Tuesday, November 10, 2015
In the Language of Miracles by Rajia Hassib
In the Language of Miracles is a story of faith and community: having it, finding it, losing it. Mother Nagla struggles with her loss of faith in face of tragedy, her inability to match the piety of her mother and her best friend that increases her fear that it was a shortfall in herself that caused tragedy to befall her family. Grandmother Ehsan is steeped in faith, perpetually murmuring prayers and waving incense, providing holy water for healing. Her faith imbues her every action and is so genuine that it can tear down cultural walls but can't rescue her daughter's family from their grief and struggle. Daughter Fatima is seeking her own path to faith, uncertain of whether to pursue her family's more Americanized ways or don the headscarves of her more religious friends. Son Khaled is a different story completely. Caught between the shame and treachery brought on by his brother's act and the expectations of a father whose hopes are now pinned upon him alone, Khaled takes refuge in studying monarch butterflies, how they migrate thousands of miles south to winter only to have a new generation of butterflies return north - a practice that seems to have parallels even in his own family.
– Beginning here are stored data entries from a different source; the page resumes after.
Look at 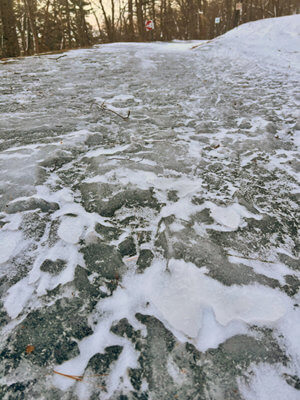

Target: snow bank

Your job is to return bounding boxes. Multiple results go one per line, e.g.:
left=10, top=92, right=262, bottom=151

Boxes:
left=197, top=15, right=300, bottom=72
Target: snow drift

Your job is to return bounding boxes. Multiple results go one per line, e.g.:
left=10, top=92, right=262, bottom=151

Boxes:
left=197, top=15, right=300, bottom=72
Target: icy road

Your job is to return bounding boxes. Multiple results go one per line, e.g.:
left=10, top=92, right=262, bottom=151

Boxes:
left=0, top=15, right=299, bottom=400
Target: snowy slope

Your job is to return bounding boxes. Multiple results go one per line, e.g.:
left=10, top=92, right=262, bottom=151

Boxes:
left=197, top=15, right=300, bottom=72
left=0, top=16, right=299, bottom=400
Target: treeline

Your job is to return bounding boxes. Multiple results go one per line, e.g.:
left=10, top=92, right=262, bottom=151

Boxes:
left=0, top=0, right=299, bottom=58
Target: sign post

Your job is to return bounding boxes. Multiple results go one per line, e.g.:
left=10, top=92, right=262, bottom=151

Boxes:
left=145, top=20, right=154, bottom=32
left=236, top=2, right=242, bottom=12
left=145, top=20, right=154, bottom=41
left=215, top=17, right=221, bottom=36
left=236, top=2, right=243, bottom=25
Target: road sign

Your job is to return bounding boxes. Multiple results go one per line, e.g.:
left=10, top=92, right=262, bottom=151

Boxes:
left=145, top=20, right=154, bottom=31
left=215, top=17, right=221, bottom=24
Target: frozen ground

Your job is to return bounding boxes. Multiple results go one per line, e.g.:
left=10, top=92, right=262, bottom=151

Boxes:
left=0, top=14, right=299, bottom=400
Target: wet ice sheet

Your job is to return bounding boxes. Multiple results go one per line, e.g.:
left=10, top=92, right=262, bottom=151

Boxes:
left=0, top=15, right=300, bottom=400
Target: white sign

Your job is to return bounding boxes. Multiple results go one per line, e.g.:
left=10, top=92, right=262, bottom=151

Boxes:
left=215, top=17, right=221, bottom=24
left=145, top=20, right=154, bottom=31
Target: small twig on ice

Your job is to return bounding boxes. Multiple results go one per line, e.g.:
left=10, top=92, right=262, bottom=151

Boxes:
left=191, top=40, right=212, bottom=49
left=55, top=54, right=67, bottom=61
left=53, top=370, right=107, bottom=390
left=53, top=370, right=83, bottom=381
left=125, top=255, right=138, bottom=262
left=91, top=101, right=130, bottom=121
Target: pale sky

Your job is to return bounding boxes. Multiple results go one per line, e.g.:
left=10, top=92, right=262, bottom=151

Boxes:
left=87, top=0, right=118, bottom=29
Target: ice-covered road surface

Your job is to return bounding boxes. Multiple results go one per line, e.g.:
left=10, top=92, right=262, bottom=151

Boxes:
left=0, top=16, right=300, bottom=400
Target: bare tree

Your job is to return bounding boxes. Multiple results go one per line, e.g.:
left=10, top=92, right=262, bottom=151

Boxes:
left=23, top=0, right=39, bottom=53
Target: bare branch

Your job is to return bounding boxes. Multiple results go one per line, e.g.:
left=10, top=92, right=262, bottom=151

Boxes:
left=91, top=101, right=130, bottom=121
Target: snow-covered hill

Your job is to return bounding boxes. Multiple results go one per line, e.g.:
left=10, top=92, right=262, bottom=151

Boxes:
left=197, top=15, right=300, bottom=72
left=0, top=16, right=299, bottom=400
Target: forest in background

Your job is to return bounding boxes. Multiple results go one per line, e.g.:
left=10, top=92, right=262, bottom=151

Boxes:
left=0, top=0, right=299, bottom=58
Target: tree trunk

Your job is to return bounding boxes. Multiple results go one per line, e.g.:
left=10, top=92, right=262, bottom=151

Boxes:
left=128, top=0, right=135, bottom=40
left=135, top=0, right=145, bottom=41
left=99, top=0, right=113, bottom=41
left=151, top=0, right=156, bottom=39
left=40, top=0, right=50, bottom=51
left=65, top=0, right=73, bottom=48
left=78, top=0, right=90, bottom=46
left=111, top=0, right=115, bottom=40
left=23, top=0, right=39, bottom=53
left=89, top=2, right=101, bottom=37
left=0, top=0, right=20, bottom=57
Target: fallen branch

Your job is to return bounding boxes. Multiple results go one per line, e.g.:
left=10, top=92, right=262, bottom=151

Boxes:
left=191, top=40, right=212, bottom=49
left=55, top=54, right=67, bottom=61
left=91, top=101, right=130, bottom=121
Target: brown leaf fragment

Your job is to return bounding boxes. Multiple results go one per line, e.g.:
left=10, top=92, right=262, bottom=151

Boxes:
left=25, top=345, right=35, bottom=354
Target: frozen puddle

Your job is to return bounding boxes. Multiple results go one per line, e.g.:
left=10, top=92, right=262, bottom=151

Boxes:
left=0, top=15, right=300, bottom=400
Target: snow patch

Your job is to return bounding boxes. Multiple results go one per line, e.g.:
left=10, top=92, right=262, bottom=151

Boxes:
left=149, top=259, right=290, bottom=339
left=4, top=277, right=34, bottom=319
left=84, top=144, right=131, bottom=158
left=209, top=202, right=261, bottom=230
left=0, top=231, right=22, bottom=264
left=238, top=363, right=300, bottom=400
left=58, top=216, right=85, bottom=244
left=53, top=257, right=292, bottom=391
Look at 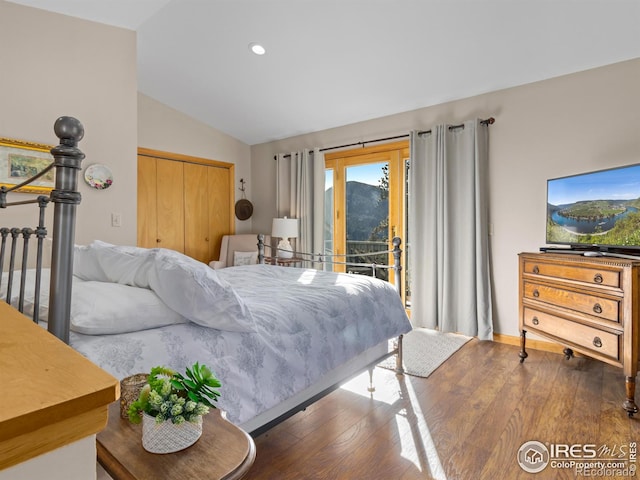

Each of Hassib's characters is fleshed out and fully realized, from Khaled who is coming of age in the shadow of tragedy to his father, whose stubbornness makes him easy for readers to dislike, but his ultimate wish and goal to preserve the life and community he had striven so hard to attain, is ultimately sympathetic. I wished for an ending that offered a bit more closure, but that should take nothing away from this book that seems in every way to be an authentic exploration of the immigrant experience, an honest portrayal of the Muslim faith, and a compelling picture of a broken family knitting themselves back together after tragedy.
(I received a copy of In the Language of Miracles from the publisher in exchange for review consideration.)